How I Ended Up Wrestling with 80K+ Promises

A Deep Dive into Promise Management and Optimization

Jan 31, 2025

Let’s face it! sometimes, our Node.js apps behave like unruly teenagers. One minute they’re fine; the next, they’re eating memory like a buffet. Recently, I noticed our AWS ECS Fargate container ballooning in memory usage with a suspicious, repeated pattern.

Figure 1: AWS ECS Service Memory Utilisation Graph

Digging deeper revealed a hidden loop where one of our services sometimes effectively created hundreds of thousands of Promises, an unintentional “promise party” that refused to die.

In this post, I’ll explain how I identified (and finally fixed) that memory fiasco. By the end, you’ll understand exactly why not returning a function properly in an async flow can increase memory usage and ensure you are not summoning an endless horde of unresolved Promises.

How it all started

We had a seemingly stable Node.js monolithic service that occasionally suffered random memory spikes. Over time, these spikes became more frequent, leading to container restarts and increased latency. At first, when they were small, I dismissed them as a “normal traffic surge” or “some random glitch.”

But real trouble surfaced when I noticed these memory spikes happening more frequently, causing random service restarts (Evident in the above memory consumption graph). That’s when I knew something more harmful was happening than normal usage fluctuations.

Key Observations

• Periodic memory increases that never became less intense.

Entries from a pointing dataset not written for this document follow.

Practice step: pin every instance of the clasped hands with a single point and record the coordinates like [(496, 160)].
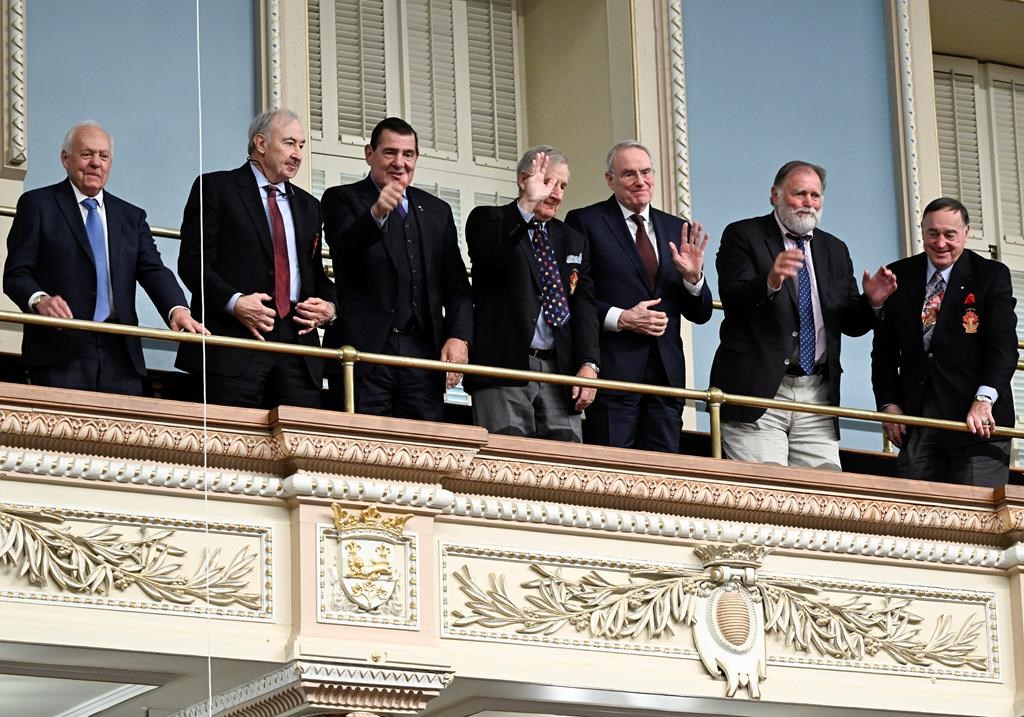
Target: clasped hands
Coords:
[(254, 313)]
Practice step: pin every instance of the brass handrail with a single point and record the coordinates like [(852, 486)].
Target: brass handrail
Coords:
[(713, 396)]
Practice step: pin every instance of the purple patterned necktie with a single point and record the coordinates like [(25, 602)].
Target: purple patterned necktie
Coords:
[(554, 305)]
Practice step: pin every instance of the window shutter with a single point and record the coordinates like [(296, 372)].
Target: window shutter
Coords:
[(492, 79), (960, 164), (431, 73), (360, 62), (1008, 111), (315, 68)]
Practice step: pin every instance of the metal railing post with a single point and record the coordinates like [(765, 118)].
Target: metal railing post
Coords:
[(715, 399), (348, 357)]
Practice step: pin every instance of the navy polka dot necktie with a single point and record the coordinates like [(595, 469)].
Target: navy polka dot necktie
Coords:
[(806, 309), (554, 305)]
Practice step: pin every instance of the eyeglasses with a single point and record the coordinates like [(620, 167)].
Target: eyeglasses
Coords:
[(632, 174)]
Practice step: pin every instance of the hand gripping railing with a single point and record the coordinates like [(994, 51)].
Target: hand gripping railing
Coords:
[(349, 356)]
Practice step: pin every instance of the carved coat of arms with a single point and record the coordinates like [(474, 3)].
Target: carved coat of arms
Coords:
[(371, 555)]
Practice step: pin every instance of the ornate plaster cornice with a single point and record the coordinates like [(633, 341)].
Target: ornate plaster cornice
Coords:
[(303, 687)]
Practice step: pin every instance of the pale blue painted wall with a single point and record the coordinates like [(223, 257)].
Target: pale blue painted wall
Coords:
[(767, 82), (132, 66)]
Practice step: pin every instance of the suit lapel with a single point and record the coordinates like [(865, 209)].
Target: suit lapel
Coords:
[(950, 319), (253, 203), (616, 224), (73, 215)]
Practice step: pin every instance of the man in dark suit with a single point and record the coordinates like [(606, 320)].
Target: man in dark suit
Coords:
[(648, 273), (788, 294), (76, 251), (401, 282), (947, 348), (250, 243), (532, 306)]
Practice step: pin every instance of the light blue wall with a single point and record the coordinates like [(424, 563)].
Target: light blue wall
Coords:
[(767, 82), (132, 66)]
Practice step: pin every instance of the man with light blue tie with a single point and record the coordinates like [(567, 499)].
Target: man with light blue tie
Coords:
[(76, 251)]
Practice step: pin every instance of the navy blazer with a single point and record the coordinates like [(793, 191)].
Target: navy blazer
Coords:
[(366, 268), (974, 342), (760, 331), (231, 251), (507, 294), (48, 250), (620, 281)]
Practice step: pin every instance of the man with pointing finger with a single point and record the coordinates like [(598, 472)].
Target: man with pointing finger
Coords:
[(402, 287), (788, 295), (648, 273)]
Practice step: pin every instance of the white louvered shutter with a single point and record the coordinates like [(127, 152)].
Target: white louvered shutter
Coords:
[(431, 74), (492, 79), (360, 65), (1008, 121), (960, 161), (315, 68)]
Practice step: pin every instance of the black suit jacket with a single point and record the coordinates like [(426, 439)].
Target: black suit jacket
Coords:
[(507, 294), (366, 268), (620, 281), (760, 331), (974, 341), (237, 256), (48, 250)]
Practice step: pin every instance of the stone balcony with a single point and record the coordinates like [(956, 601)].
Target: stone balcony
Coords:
[(333, 563)]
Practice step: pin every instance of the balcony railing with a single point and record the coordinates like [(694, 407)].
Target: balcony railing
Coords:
[(349, 356)]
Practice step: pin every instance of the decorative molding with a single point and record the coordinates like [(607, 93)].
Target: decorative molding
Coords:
[(368, 571), (303, 687), (730, 502), (731, 609), (17, 149), (909, 120), (273, 42), (90, 564), (680, 136)]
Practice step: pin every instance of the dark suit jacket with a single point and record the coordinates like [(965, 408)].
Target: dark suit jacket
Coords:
[(238, 257), (507, 294), (48, 250), (620, 281), (366, 268), (963, 353), (760, 331)]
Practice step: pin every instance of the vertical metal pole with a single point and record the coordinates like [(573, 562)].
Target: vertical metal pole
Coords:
[(715, 399), (348, 357)]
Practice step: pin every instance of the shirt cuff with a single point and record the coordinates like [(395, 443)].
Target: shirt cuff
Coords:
[(175, 308), (611, 319), (694, 289), (32, 299), (989, 391)]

• No immediate smoking gun in the code at first glance.

Initial Thoughts and Steps

Our team initially gathered and started identifying which endpoint or task caused the memory spike. After analysing our logs and memory spike patterns, we identified a cron causing the issue.

Once identified, I tried to replicate this issue on localhost and monitor the memory usage using Chrome DevTools' memory “Allocations on Timeline”. However, I could not recreate the problem, and memory usage was stable for some reason, which was not entirely clear then.

However, I had to recreate the issue in the development environment and obtain heap dumps to dive further.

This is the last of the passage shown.